Yeni hükümetin iptal kararlarına bakılırsa önceki hükümet hiç karar almamış olsaydı ülkede her şey tıkırında gidecekti.Taa kurultaydan beri söylüyoruz tek kişi gönderilseydi UBP bu duruma düşmezdi.
Her ne kadar gocagarının hikayesini hatırlatsa da bu yazın moda saç rengi gafgarıt garası ve böğürtlen mavisi karışımı Koleston 666 olacak gibi görünüyor. Kafa değişmedikten sonra hangi renge boyalı olduğunun ne önemi var?
Her 28 günde bir maaşlarla ilgili olarak “güven verici açıklamalar” yapılması T.C. tarafından kara delikleri olan bir kamu iktisadi teşebbüsü olarak görüldüğümüz gerçeğini değiştirmiyor. Hükümet edecekleri değil de sanki şirket yöneticisi seçiyoruz duygusundan kurtulmalıyız.
Sokağın başında bilmem kaçıncı kez aday olanları görünce “Kapat kapıyı oğlum da guduz oldular gene” diyen 70’lik Münüse Teyze, birtanesin.
Dürüst ve eğitimli bir iki yeni adayın parti tecihinden dolayı heba olup gideceği gerçeği yürek burkuyor.
Kimse oy kullanmazsa bizi yok sayan AB de adadan çekip gider mi acaba? Brüksel’de oturan amcalara mesaj: “Biz zaten yokuz”.
Bazıları seçimleri çok ciddiye alıyor. Mesela şimdiden 28 Temmuz akşamı Twitter’a ne yazacağını düşünen delikanlıyı da önemsemek lazım.
CTP’li adayların bilgisi ve kendine güveni diğer adayların ekranlarda agresifleşmesine neden oluyor gibi bir resim de var.
Yağ damlayan köşe yazıları yazın bu sıcağında vıcık vıcık bir his veriyor.
Rüştünü ıspatlamış kurumlar dışındaki anket sonuçlarına itibar etmemek lazım. Özellikle de hiç bir bilimsel dayanağı olmayan anket sonuçlarını köşelerine taşıyanlar biçki dikiş kursuna gönderilmeli. Rakamlarla siyaset terziliğine soyunanlar gözden düşüyor!!!
Hiç bir şey üretmeden tetikçilik yaparak görünür olmaya çalışanlar bazı feminist adayların çıkışları karşısında kıskançlıktan çıldırmış halde kıvranıyor. Sahillerde yeterince kızgın kum var, isteyen poposunu özgürce kumda oynatabilir! Yine de ülkedeki feministlere kadın dayanışmasını hatırlatmakta fayda var.

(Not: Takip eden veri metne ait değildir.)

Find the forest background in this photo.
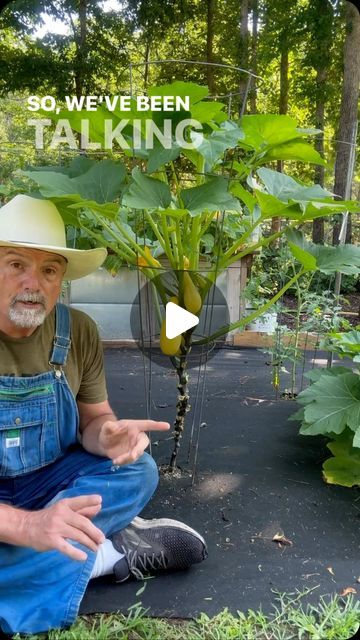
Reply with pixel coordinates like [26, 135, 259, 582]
[0, 0, 360, 250]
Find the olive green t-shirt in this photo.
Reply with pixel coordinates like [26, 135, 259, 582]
[0, 308, 107, 404]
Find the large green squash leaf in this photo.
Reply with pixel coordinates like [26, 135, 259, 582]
[240, 114, 316, 151]
[122, 167, 171, 209]
[257, 167, 332, 202]
[21, 160, 126, 203]
[298, 371, 360, 435]
[261, 140, 326, 165]
[254, 189, 302, 220]
[323, 431, 360, 487]
[190, 122, 243, 171]
[180, 176, 241, 216]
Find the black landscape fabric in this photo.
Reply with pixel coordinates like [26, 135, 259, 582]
[80, 349, 360, 618]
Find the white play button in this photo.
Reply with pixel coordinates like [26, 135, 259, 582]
[165, 302, 199, 340]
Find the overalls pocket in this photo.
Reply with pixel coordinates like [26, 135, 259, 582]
[0, 384, 61, 477]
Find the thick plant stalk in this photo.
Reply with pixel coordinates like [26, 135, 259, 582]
[169, 331, 191, 471]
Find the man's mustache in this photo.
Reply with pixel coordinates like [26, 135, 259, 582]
[11, 292, 46, 307]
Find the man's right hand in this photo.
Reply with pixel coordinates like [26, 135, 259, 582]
[21, 495, 105, 562]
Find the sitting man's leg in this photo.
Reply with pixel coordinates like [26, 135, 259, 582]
[0, 447, 206, 633]
[52, 452, 207, 582]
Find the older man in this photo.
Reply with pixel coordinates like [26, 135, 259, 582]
[0, 195, 206, 633]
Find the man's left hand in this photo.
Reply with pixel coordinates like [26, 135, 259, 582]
[99, 420, 170, 465]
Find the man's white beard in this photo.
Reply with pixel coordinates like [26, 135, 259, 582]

Genç ve bilgili adaylar son kullanma tarihi dolmuş olanları şalvarında çalkalayıp çalkalayıp asıyor yine de temizleyemiyorlar. Acaba meclise girdikten sonra parti değiştiren adayların üzerinden Kızılırmak geçse arınırlar mı?
Solcu gençlerin sosyal medyada birbirini yemesi çok üzücü. Babaları, abileri yapamadı ama keşke çocukları gerçekleştirseydi de sol ortak amaçlar için birleşebilseydi. Eğer sorun gen aktarımı değilse toplum çıkarları için sol partiler daha samimi görünebililrlerdi. Bu şekliyle koltuk hırsından öte bir resim veremiyorlar ne yazık ki.
Bir bildikleri var ki Jurassic Park’ta herkesin sandığa gitmesi yönünde çağrı yapılıyor. Kimse sandığa gitmezse maaşları kim ödeyecek acaba?
Homofobik ve cinsiyetçi adayları en kısa sürede tedaviye yönlendirmeli ve kesinlikle oy vermemeliyiz.
Programlarına tüylü küçük dostlarımızın yaşam hakkı için bir iki cümle sıkıştıran bir parti var mı? Ben mi görmedim?
Kim ne derse desin seçim sürecinde temiz toplum ve temiz siyaset adına doğruları ortaya koyan Toparlanıyoruz hareketi acilen zeytin dalı ile bohurlanmalı.
Eğer seçimlerde katılım düşük olursa ve çalışacak bir meclis oluşturulamaz ise ÖSYM sınavla vekil alabilir mi?